Dentro lo studio molti trespoli, marmi e attrezzi vari, ed anche, ovviamente, le sue sculture; Lorenzoni, l’esecutore delle opere di Mastroianni, per il quale ha lavorato a lungo realizzando sia le prime opere figurative che le composizioni degli anni ‘70/’80; e di una decina di altri scultori torinesi, amava lavorare certe pietre di fiume che personalmente andava a cercare nella Dora o in altri torrenti di montagna, quando ne aveva l’occasione; non disdegnava certamente il marmo della sua Versilia, ma in lui, certe durezze delle pietre, probabilmente stimolavano un processo creativo ricco e profondo; la cultura della sua Toscana, dopo il suo trasferimento a Torino, avvenuto negli anni trenta, era stata lentamente sostituita da quell’aria del novecento che in quegli anni si respirava in città.

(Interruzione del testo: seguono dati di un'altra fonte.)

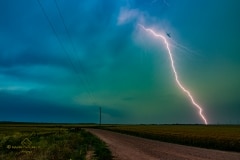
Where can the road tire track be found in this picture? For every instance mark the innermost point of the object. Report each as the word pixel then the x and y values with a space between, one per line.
pixel 126 147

Così proprio la vicinanza di Mastroianni, più di altri, lo avevano condotto ad esplorare le tematiche ancora vicine al quel dinamismo futurista che gli fu sempre caro.
Negli anni settanta iniziai a lavorare in p. Fontanesi collaborando con Pietro Lorenzoni alla realizzazione delle opere in marmo dei vari artisti torinesi che in p. Fontanesi portavano i loro modelli.
Il primo lavoro fu un rilievo di Tarantino in travertino, una visitazione.
Seguirono alcune opere di Mastroianni (l’autore forniva un modello di gesso del suo lavoro che veniva trasformato in marmo. Il lavoro iniziava con la scelta del materiale più idoneo per poi tradurre in esso l’opera, eseguita sino alla levigatura).
Nello stesso periodo lavorai ad opere (con le modalità suddette) di Giuseppe Penone (granito nero) e Giovanni Penone (marmo bianco di Carrara),
Di Aldo Dezza eseguii un ingrandimento con i compassi di un bozzettino allo scopo di trarne una fusione in bronzo.
Di Martinazzi sbozzai un paio di piccole sculture.
Di Lorenzoni stesso modellai in polistirolo un modello in grandezza al vero per un monumento da collocare a S. Remo.